Advanced Dataset Settings
Overview
Additional preprocessing options are available at the dataset level to reduce data dimensionality and align reference spectra with dataset wavelengths. These settings affect how data is prepared before model training and can significantly impact performance and interpretability.
Principal Component Analysis (PCA)
Used to reduce the number of input spectral bands while retaining the most important variance information.
Perform PCA
- Enables or disables PCA during preprocessing.
- When enabled, PCA plots showing spectra projected in a 2‑dimensional space will be shown.
Number of latent variables
Sets how many principal components to retain in the computation of the loading matrix. This matrix is then used to transform the spectra into a lower dimensional space when applying PCA as preprocessing in Model Creation.
- Recommendation: retain a minimum of 30–40 latent variables for training-time dimensionality reduction.
- Note: PCA plots will always show only the first two latent variables, regardless of how many are retained.
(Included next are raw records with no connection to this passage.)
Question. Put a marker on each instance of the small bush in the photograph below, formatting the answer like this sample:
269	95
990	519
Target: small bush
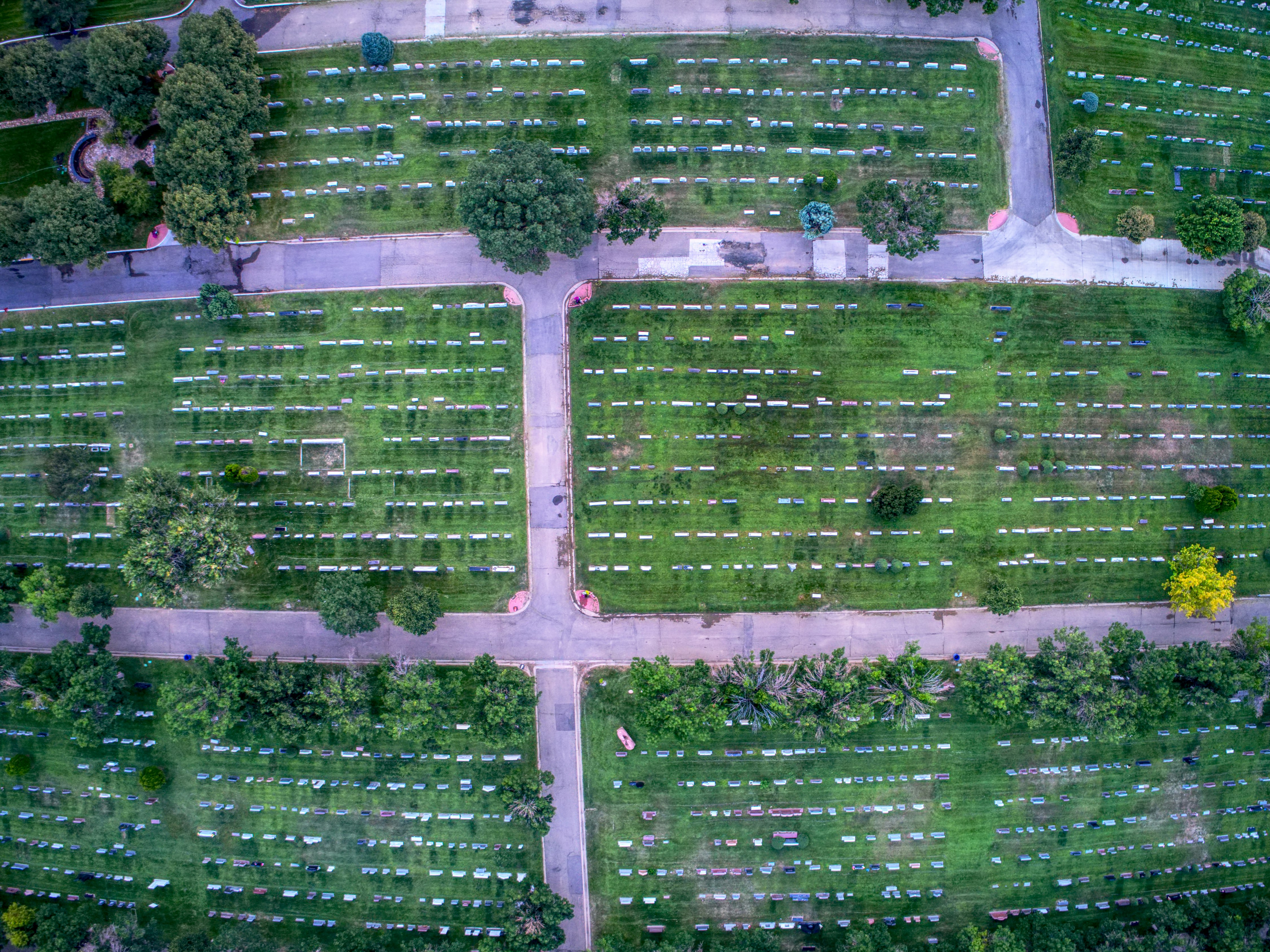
153	779
376	49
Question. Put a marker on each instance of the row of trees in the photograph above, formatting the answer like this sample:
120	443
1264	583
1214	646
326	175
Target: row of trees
821	696
533	925
1117	687
296	701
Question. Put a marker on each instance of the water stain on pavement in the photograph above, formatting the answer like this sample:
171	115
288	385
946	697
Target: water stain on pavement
744	254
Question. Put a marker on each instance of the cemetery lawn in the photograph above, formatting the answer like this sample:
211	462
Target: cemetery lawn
479	95
29	153
1178	813
1213	130
59	793
686	509
426	488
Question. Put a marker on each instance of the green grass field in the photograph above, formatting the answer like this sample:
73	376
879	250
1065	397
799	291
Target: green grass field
462	91
1177	106
13	25
709	850
29	155
426	480
686	508
63	833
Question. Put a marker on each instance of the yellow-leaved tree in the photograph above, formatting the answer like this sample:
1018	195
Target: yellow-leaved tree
1197	587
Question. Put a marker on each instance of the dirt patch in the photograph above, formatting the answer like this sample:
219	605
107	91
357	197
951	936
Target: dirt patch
744	254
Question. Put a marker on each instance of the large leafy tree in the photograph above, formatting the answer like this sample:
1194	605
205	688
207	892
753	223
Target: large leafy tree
1195	586
832	697
417	701
675	701
416	610
525	800
180	537
997	685
523	203
1213	228
907	687
505	701
630	213
906	216
213	693
121	70
536	917
1246	301
36	74
347	603
69	224
1075	153
1074	687
757	691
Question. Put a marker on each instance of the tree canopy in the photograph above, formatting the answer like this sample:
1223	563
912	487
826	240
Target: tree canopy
523	203
906	216
180	537
121	72
347	603
630	214
1213	228
68	224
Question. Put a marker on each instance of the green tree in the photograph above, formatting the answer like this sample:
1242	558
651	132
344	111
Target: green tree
525	800
68	470
1136	224
1213	228
907	687
36	74
121	72
416	610
202	216
1246	301
817	219
1254	231
630	214
69	224
347	603
215	301
1074	688
152	779
376	49
180	537
210	693
219	42
417	701
92	599
56	16
675	701
130	193
14	230
893	501
832	697
523	203
1076	153
906	216
503	699
1001	598
997	685
536	917
45	592
19	925
11	592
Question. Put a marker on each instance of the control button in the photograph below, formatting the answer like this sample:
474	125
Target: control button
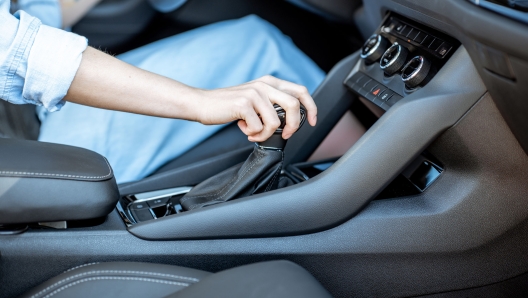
139	206
385	106
362	81
393	100
351	83
369	96
377	101
370	85
415	71
373	95
413	34
142	215
356	77
386	95
406	30
398	27
420	37
435	44
374	47
393	59
444	49
427	40
363	92
378	90
158	202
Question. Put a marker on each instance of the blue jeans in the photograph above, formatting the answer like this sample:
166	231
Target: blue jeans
219	55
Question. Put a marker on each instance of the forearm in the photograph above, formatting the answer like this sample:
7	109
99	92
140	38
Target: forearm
105	82
74	10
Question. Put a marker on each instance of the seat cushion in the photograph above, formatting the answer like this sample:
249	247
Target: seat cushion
121	279
118	279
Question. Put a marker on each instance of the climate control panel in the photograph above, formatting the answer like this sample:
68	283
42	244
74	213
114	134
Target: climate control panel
400	58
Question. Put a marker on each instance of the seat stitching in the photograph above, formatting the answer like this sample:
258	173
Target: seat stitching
192	279
114	278
59	175
80	266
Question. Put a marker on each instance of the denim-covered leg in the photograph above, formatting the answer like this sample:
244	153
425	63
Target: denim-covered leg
214	56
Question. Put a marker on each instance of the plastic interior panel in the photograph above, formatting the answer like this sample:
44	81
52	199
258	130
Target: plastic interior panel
466	231
341	191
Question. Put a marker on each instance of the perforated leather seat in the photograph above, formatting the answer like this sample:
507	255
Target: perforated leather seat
124	279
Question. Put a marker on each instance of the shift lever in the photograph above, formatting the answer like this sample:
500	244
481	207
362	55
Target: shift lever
259	173
276	142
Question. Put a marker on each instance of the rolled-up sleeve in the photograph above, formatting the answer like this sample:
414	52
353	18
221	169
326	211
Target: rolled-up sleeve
37	62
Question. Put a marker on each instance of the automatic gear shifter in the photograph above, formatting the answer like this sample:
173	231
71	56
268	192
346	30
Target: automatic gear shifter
259	173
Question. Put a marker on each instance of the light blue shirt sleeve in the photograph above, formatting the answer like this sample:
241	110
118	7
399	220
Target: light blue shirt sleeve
166	5
37	62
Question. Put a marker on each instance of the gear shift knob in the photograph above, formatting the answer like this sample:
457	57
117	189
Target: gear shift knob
276	142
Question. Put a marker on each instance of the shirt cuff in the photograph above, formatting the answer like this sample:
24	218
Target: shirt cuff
52	64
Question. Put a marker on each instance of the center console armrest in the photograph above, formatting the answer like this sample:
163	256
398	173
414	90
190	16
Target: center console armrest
50	182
Guidance: Use PCA when dealing with high-dimensional or noisy data. Avoid overly small component counts, which can remove key discriminative features.
Reference Spectra
Reference spectra are often used for unmixing or target detection tasks to match measured data against known spectral signatures.
Reference spectra normalization
Controls normalization applied to reference spectra before comparison.
- None: Keeps the spectra as provided.
- L1/L2 or area-based normalization (if available): Standardizes magnitude for fair comparison.
Reference spectra resampling type
Defines how reference spectra are adjusted to align with dataset wavelengths.
- Interpolation: Recommended in most cases for smooth resampling across wavelengths.
- Convolution: Recommended when the spectral resolution of the images is significantly different from the reference spectra.
Reference spectra resampling method
Specifies the interpolation function used during resampling.
- Linear: Default method; balances accuracy and smoothness.
- Other options (if available): spline or nearest, depending on sensor and application.
Rationale: Proper normalization and resampling ensure consistent spectral alignment between reference and measured data, improving the accuracy of spectral comparisons.
Sampling
Controls how pixels are selected and split between training, validation, and testing sets. Proper sampling ensures balanced data coverage and improves model generalization.
Classes to average
Optionally merge multiple pixels into one averaged sample per class for training.
- Use only if pixel data is noisy.
Sampling method
Defines the algorithm used to select representative samples from each class.
- Random: Selects pixels randomly; simplest approach but may cause imbalance.
- Interleaved (Default): Selects pixels in sequence (e.g., every nth pixel); useful for spatially distributed data.
- Stratified (beta): Maintains class proportion during splitting; recommended for classification tasks.
Class split type (Automatic assignment only)
Determines how data is automatically divided between the Training and Validation buckets. Applicable when the Data Assignment Method is set to Automatic.
- Pixel: Randomly splits individual pixels within each class between training and validation. All class labels are represented in both sets.
- Label: Averages spectra per label and splits labels between training and validation. Each label (or subclass) appears in only one of the sets.
Guidance:
- Use Pixel when you want both training and validation buckets to represent all labels.
- Use Label when you have sufficient labelled data and want to increase the signal-to-noise ratio.
Per-class limits
Set caps to control dataset size and balance.
- Max training pixels per class
- Max validation pixels per class
- Max testing pixels per class
Pixel thresholds
Define thresholds for pixel inclusion based on intensity or quality metrics.
- Min threshold per pixel / Max threshold per pixel
- Use to filter out noisy or invalid pixels.